Housing market a work in progress

January 29th, 2010 |

By Jeffrey Robb, World Herald News Service

Omaha’s housing market may be showing signs of stability, but two panelists at a housing conference Wednesday indicated that the market isn’t in the clear just yet.
An economist from the Federal Reserve Bank in Kansas City issued a caution that the housing market may yet see an influx of foreclosures.
Along with that, a new wave of unconventional mortgages will be resetting to higher interest rates this year and in 2011, said Kelly Edmiston, senior economist with the Fed’s community affairs department.
And Steve Shultz, a professor of real estate and land use economics at the University of Nebraska at Omaha, presented an analysis indicating a drop in housing prices in the metro area this year.
Compared to other cities, Omaha’s housing market has been praised for its quick recovery.
Nationally, housing prices are starting to point up.
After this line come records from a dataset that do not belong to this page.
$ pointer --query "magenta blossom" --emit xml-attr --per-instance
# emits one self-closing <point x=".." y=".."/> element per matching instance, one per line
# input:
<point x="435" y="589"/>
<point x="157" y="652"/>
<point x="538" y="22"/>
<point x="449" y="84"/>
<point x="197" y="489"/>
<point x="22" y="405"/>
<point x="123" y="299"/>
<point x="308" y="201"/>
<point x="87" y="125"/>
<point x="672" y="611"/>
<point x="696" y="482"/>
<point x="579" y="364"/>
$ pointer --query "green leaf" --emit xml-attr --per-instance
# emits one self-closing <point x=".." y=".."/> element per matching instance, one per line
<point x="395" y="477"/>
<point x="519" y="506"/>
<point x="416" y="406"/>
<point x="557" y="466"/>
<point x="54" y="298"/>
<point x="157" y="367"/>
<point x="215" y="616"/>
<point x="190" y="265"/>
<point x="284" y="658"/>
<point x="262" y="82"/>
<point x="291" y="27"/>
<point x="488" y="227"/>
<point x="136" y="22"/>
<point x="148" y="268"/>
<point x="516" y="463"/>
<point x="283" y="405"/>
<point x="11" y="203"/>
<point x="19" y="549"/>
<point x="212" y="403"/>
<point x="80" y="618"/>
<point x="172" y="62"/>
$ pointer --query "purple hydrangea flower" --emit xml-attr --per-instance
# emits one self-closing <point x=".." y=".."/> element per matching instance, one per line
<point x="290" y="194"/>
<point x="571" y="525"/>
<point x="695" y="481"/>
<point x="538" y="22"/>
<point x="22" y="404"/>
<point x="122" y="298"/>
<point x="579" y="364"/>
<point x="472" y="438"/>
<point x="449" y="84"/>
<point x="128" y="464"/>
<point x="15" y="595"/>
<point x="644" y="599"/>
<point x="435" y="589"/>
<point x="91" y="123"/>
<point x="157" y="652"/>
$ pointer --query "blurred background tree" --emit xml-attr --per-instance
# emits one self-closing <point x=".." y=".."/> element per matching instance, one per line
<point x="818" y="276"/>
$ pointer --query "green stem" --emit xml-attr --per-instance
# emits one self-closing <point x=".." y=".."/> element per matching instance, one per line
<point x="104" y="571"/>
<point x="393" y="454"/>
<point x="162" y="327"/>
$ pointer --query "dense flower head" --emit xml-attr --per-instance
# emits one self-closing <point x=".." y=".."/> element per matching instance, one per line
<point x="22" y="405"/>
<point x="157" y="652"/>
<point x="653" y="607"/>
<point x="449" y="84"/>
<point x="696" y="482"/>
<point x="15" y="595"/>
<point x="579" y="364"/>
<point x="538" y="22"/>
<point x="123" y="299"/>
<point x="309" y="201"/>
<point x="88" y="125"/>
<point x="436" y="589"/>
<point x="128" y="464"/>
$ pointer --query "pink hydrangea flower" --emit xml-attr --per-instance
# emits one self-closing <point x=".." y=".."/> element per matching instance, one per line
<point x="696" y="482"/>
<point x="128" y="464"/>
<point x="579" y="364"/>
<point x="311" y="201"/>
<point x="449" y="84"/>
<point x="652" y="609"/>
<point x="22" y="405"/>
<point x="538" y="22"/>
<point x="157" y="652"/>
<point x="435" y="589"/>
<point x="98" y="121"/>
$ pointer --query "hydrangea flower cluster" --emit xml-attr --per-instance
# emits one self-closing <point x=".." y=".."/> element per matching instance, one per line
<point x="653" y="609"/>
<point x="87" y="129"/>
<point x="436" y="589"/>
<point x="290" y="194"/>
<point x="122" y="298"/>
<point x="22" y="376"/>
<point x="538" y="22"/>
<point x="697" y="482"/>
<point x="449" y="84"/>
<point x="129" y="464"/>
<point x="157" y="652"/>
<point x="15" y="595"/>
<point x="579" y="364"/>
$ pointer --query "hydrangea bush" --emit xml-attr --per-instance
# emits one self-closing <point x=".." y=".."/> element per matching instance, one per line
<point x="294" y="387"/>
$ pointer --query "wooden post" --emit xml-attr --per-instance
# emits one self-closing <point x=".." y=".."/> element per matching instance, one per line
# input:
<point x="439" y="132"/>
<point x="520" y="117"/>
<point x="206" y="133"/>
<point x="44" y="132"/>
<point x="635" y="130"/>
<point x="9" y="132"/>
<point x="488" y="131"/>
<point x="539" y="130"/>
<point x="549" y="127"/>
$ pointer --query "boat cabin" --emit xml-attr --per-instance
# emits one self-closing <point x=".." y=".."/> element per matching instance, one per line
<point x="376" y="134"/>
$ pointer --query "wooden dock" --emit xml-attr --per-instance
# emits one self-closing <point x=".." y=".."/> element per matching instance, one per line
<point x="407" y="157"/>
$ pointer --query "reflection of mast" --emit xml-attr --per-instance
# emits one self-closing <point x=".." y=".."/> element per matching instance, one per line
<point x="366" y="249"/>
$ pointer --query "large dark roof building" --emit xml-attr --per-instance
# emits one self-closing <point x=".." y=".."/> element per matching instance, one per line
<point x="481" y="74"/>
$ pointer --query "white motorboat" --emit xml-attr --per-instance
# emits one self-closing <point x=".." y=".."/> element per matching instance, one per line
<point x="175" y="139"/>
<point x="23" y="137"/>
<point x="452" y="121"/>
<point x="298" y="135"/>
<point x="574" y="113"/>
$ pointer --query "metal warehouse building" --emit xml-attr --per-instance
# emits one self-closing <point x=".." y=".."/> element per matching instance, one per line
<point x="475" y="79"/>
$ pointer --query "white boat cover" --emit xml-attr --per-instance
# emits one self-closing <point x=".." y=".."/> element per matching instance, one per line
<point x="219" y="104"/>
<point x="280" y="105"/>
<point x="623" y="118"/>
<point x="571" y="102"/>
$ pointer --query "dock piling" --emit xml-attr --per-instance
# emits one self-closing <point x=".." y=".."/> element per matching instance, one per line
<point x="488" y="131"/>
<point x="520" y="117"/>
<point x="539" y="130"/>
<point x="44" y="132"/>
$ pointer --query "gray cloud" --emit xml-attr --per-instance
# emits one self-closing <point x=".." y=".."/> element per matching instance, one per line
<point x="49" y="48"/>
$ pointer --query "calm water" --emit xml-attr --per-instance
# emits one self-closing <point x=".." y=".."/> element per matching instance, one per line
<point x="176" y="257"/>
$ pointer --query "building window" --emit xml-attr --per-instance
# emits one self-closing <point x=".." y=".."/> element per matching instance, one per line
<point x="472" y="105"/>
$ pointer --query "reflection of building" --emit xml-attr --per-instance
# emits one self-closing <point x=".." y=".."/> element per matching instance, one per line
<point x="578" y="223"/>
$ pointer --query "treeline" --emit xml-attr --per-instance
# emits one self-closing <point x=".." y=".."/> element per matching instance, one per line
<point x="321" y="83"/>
The latest numbers from the National Association of Realtors showed that the median sales prices for existing homes in December rose 1.5 percent over last December.
But Shultz presented figures showing that median home values in the Omaha metro area dropped 3.6 percent for the year compared to 2008. Shultz said he wants to look closer at home prices, but he called the result surprising.
“This doesn’t indicate to me that we’re coming out quicker,” he said.
Shultz and Edmiston spoke at a conference sponsored by the Nebraska Investment Finance Authority.
Despite the analysts’ cautions, Edmiston said local sales suggest that stability is returning to the
housing market.
“We do see some momentum in the housing market,” he said.
Edmiston said, however, that a “shadow inventory” of homes still could flood the market.
In Nebraska, 6.4 percent of all mortgages are past due at least 30 days, compared to 9.9 percent nationally, Edmiston said. Programs to modify problem mortgages seem to be simply delaying foreclosures more than preventing them, he said.
Although many subprime mortgages have reset their interest rates, Edmiston said another class of mortgages given in 2005 and 2006 is due to shift to higher rates.
The inventory of homes for sale also is high but has been dropping.
Numbers from November showed that Omaha has 8.3 months of homes on the market based on the current pace of sales, Edmiston said. A more balanced market has five to six months of inventory.
“It’s going to take some time to clear that inventory off the market,” he said.